LE FIGARO. - La religion peut-elle avoir une place dans une société dominée à la fois par le Parti communiste chinois (PCC), par le matérialisme et l’individualisme ?
Claude MEYER. - Contrairement au désir d’éradication, depuis Mao et tout au long de l’histoire récente, c’est un échec cinglant pour le pouvoir chinois. D’ailleurs, la question se pose de savoir si la Chine est toujours communiste. Le durcissement de l’athéisme ainsi que le désir au sein du PCC de revenir à des racines rouges, y compris maoïstes, sont incontestables. Mais cela ne signifie pas que la Chine dans son ensemble devient de plus en plus communiste. La Chine compte 95 millions de membres du PCC, dont tous ne sont pas attirés par l’idéologie, mais souvent cherchent un raccourci pour leur carrière. Face à cela, on a 360 millions de gens qui préfèrent se détourner de Marx et Lénine pour embrasser le bouddhisme ou le christianisme. Sans même parler du regain du confucianisme. Le fait qu’il y a quatre fois plus de croyants que de membres du PCC est une indication forte sur l’évolution de la société chinoise. Face à l’essor du matérialisme et au consumérisme qui ont accompagné l’ouverture du pays, la religion a incontestablement trouvé sa place.
Vous évoquez dans votre livre une fièvre religieuse. Comment se manifeste-t-elle ?
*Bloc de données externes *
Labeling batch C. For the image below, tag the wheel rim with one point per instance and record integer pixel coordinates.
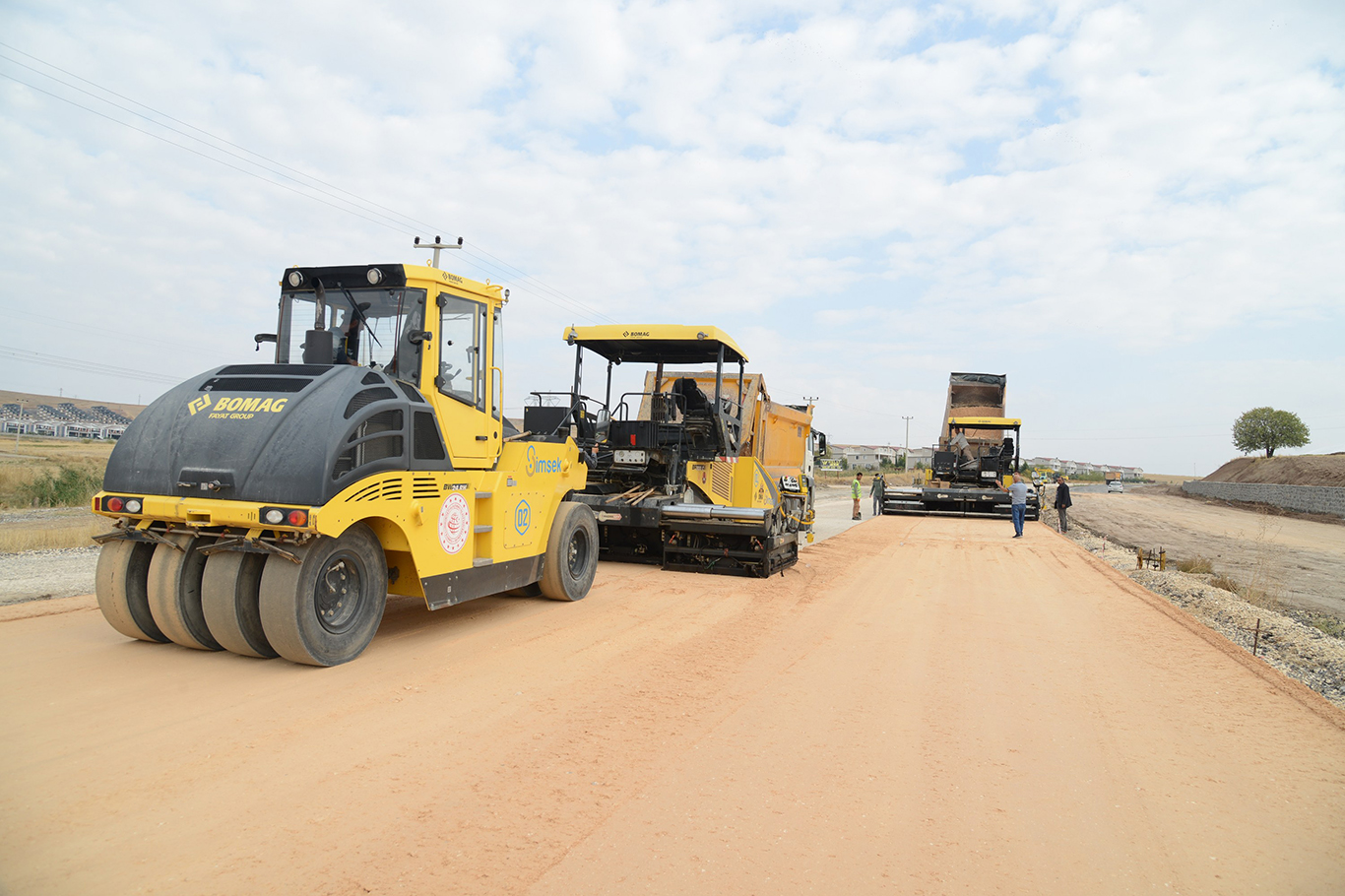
(576, 557)
(339, 592)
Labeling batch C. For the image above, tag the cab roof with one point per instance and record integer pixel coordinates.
(657, 344)
(390, 276)
(985, 422)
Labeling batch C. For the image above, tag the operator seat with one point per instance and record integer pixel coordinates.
(693, 400)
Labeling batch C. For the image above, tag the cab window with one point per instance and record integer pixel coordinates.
(462, 369)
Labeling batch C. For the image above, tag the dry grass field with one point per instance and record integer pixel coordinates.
(37, 473)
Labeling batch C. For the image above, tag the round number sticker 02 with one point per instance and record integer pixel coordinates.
(455, 521)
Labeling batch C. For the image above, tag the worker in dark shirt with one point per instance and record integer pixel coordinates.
(1062, 502)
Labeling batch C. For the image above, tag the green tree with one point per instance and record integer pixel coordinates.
(1267, 429)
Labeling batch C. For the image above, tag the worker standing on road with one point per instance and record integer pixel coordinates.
(1017, 502)
(1062, 502)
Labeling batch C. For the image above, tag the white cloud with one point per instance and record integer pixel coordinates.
(875, 195)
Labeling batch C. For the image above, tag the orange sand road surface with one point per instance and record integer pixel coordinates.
(923, 705)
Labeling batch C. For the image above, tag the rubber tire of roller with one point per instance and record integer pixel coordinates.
(173, 591)
(120, 584)
(565, 577)
(228, 598)
(288, 603)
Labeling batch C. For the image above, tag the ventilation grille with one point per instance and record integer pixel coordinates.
(429, 444)
(367, 452)
(367, 397)
(383, 490)
(411, 392)
(721, 480)
(382, 421)
(256, 384)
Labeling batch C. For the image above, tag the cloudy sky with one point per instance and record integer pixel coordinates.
(1134, 210)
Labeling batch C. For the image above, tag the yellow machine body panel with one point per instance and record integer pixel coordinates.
(734, 481)
(775, 433)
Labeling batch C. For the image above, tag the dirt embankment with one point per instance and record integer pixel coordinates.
(1302, 470)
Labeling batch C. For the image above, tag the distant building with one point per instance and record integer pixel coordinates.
(865, 456)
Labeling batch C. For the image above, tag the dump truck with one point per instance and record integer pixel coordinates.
(977, 454)
(269, 509)
(695, 473)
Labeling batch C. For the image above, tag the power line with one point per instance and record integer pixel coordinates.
(88, 366)
(399, 221)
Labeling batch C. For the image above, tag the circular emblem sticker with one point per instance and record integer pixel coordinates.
(455, 520)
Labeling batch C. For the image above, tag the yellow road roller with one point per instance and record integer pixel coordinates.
(269, 509)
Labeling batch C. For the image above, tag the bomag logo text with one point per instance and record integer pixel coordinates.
(227, 408)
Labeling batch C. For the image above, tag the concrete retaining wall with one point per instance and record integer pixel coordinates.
(1314, 499)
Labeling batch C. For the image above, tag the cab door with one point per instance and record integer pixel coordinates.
(463, 381)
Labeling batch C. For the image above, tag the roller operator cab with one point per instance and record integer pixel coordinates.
(698, 471)
(271, 509)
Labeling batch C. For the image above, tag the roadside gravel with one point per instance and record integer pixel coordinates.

Il existe de très nombreux signes. On voit de nouvelles églises, de nombreux temples qui sont reconstruits ou agrandis, le développement de festivals et du tourisme religieux. La première raison est que la spiritualité est profondément enracinée dans la psyché chinoise. D’une certaine façon, c’est un retour à ce qu’a été et ce que sera la Chine. Bien qu’ancré pendant plusieurs décennies, le communisme ne sera finalement qu’une sorte de parenthèse. La société a beau être matérialiste, individualiste et consumériste, il y a des aspirations spirituelles que le Parti ne peut pas étouffer malgré tous ses efforts visant à introduire une forme de religion civile. Cette volonté d’éradiquer tout élan spirituel n’est pas nouvelle en Chine. À son arrivée en 1949, Mao considère les religions comme des vieilleries. Il prend toutes les mesures nécessaires pour emprisonner les croyants, fermer les lieux de culte. À cette époque, il y a dans cette société agraire très pauvre une adhésion à l’idéal communiste, qui débouche sur une forme d’homme nouveau. Arrive Deng Xiaoping, qui se rend compte que les pays voisins de la Chine connaissent un développement extraordinaire. Il décide alors de mener une ouverture à l’égard de l’étranger et des réformes intérieures pour stimuler la croissance. Cela s’accompagne d’une forme d’abandon de l’idéal communiste au sens du collectivisme pur et dur au profit d’une religion de l’efficacité économique. Cela a pour résultat une très forte élévation du niveau de vie et ses conséquences, le consumérisme, le matérialisme et la corruption. C’est à partir de 1980 que la société chinoise perd son idéal communiste et se tourne vers les religions. Derrière le terme de sinisation se dessine clairement une démarche de prise de contrôle idéologique sur les Églises par le Parti.
Vous pointez une sinisation des religions. Est-ce une mise sous tutelle du Parti communiste ?
Derrière le terme de sinisation se dessine clairement une démarche de prise de contrôle idéologique sur les Églises par le Parti. Et notamment pour le christianisme, qui est aux yeux du pouvoir porteur de valeurs occidentales et de forces hostiles. Le PCC s’emploie ainsi à remplacer un certain nombre de symboles pour que les religions soient purement chinoises et détachées de toute influence étrangère. Pékin, qui n’hésite pas à réécrire la Bible ou à remplacer les images pieuses par la quasi-déité que représente Xi Jinping, veut aussi prendre le contrôle de la formation des clercs et du contenu des sermons.
Reconnaître l’autorité du pape est-il une notion insupportable pour Pékin ?
Pékin ne supporte pas en effet le pouvoir du pape dans la nomination notamment des évêques, qui est le fondement même de l’Église de Pierre et de la continuité dans l’Église universelle.